If you didn’t learn contact tracing during COVID, were you even in lockdown?
FR
You’re confusing different things. “Contact tracing” has nothing to do with touching things. It just means you had some kind of contact with someone who had covid. Not even physical touch, just being relatively close.
Covid does not spread well through surfaces. This created huge waste as people were trying to deep clean with isopropyl alcohol, resulting in isopropyl alcohol shortages and companies putting in more dangerous forms of alcohol in hand sanitizer. It was completely unnecessary.
In medical environments being aware of what you make contact with, aka, contact tracing, is absolutely about tracking what the hell you touched.
You leaned on that wall over there for 2.6 seconds after touching this thing contaminated with x, y, and z? Great, now we have to sanitize that, and everything that made contact with it.
Sit down.
Which isn’t what the covid contract tracing apps did. They just looked for proximity. Which makes sense, because covid is primarily transmitted by breathing around people.
If you’re only referring to contact tracing in the context of the apps that were made, sure. Then it’s about who you were in contact with.
Contact tracing in medical contexts is entirely not that (or at least, not just that).
And since we’re talking about covid in a mass context outside of just medical professionals, that’s entirely justified.
I disagree. I specifically cited in the context of the apps made. The contact tracing that was in effect for COVID was far more comprehensive.
If you didn’t get that message, you likely were not paying attention. I knew people that were using disinfecting wipes on their groceries because of contact tracing. Eg, they couldn’t know what or who made contact with their products prior to having them, so they did the right thing in the context of contact tracing and sanitized the items to the best of their ability.
This wasn’t uncommon among those that actually wanted to avoid the virus.
No, they wasted cleaning product. As I outlined some replies ago, this did have real consequences.
Let me give you some background. When lockdowns went into effect, I was on the board of a local makerspace with around 400 members and 20k sq ft of space at the time. On that same board was a registered nurse (who has since become a nurse practitioner) and someone in local government who is involved in the administrative part of healthcare policy. When the lockdowns hit, we had the same assumptions about covid being passed through contact, and our landlord also wanted us to have a plan to clean everything before anything opened up again.
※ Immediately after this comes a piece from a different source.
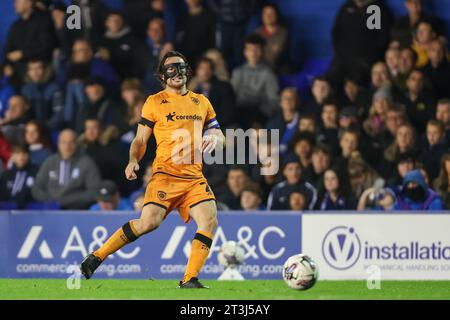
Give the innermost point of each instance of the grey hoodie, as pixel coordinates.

We figured there might be shortages of cleaning products, so we preordered tubs of industrial strength cleaners in those early days.
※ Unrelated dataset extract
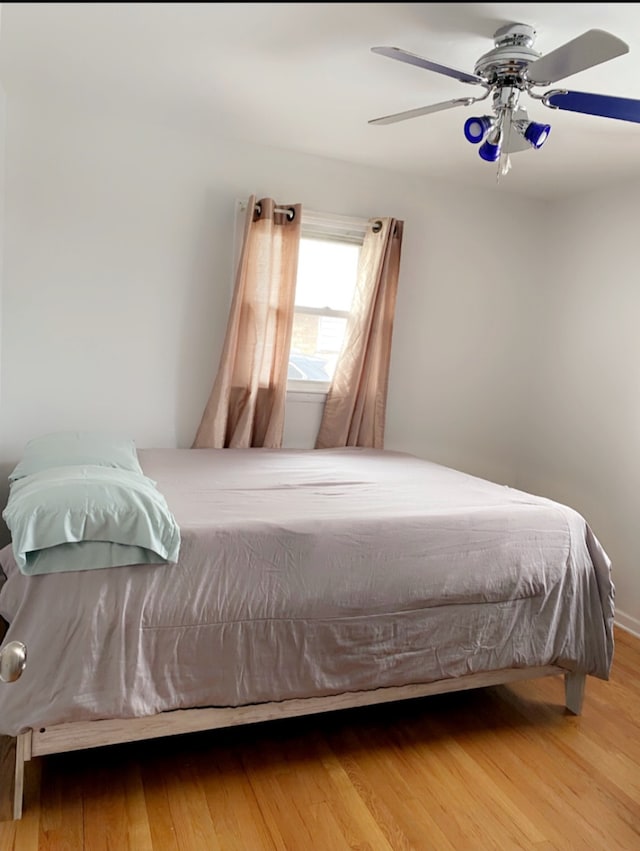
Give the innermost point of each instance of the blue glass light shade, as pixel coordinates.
(476, 128)
(536, 134)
Fast forward to summer 2020 as lockdowns start to be lifted (too soon or not). We hesitated to open up fully, but did some limited things. One thing we didn’t do was deep clean the whole shop. By then, the research had already shown that covid spread through contact was mostly a nothingburger. I don’t remember what we did with the tubs of cleaner (might have donated them to a place with a specific need). We did this at the urging of the nurse and the local gov healthcare person, who both pointed to specific research that was already showing breath being the key transmission method, not contact.
Frankly, I’m going to take the word of a nurse and a local gov worker than you. Both of whom I still consider friends.
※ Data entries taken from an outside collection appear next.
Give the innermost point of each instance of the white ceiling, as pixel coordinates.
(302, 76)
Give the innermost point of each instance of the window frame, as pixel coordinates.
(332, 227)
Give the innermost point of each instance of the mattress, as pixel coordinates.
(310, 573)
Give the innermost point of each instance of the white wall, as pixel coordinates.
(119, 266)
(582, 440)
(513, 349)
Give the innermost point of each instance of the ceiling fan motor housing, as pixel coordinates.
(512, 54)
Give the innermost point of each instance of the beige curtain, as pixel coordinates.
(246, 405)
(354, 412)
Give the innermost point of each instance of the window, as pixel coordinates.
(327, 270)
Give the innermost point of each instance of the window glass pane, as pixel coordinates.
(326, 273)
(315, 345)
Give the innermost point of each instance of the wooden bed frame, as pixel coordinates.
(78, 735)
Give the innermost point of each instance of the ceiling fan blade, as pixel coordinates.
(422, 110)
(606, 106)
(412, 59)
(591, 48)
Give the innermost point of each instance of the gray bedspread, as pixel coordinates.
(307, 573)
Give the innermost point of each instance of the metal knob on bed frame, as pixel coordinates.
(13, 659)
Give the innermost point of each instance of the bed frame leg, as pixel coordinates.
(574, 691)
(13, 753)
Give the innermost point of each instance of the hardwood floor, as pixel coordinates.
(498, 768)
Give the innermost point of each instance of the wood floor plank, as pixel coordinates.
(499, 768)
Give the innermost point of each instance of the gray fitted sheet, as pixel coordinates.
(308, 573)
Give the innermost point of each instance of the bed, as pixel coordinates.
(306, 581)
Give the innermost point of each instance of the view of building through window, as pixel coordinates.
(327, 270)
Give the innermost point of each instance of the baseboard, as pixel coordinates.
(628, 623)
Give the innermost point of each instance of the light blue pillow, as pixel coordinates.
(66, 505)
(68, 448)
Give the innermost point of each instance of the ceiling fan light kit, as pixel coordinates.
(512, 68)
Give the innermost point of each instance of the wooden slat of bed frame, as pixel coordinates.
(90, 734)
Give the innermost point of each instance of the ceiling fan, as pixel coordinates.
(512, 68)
One thing we did do in summer 2020 was hold some outdoor drive-in movie nights. People could only go inside to use the bathroom. We did have some hand sanitizer around. By that time, there were already recalls on some hand sanitizer that companies had been putting methanol in them, which can make people go blind, or can be lethal. I went through the area and found about half our bottles were on the recall list.
This is a good example of why “if we only save one life, it’s worth it” is a phrase that should be eliminated from the English language. There are always tradeoffs. Always. This tradeoff was not worth it at all. The phrase only serves to stop people from thinking those tradeoffs through.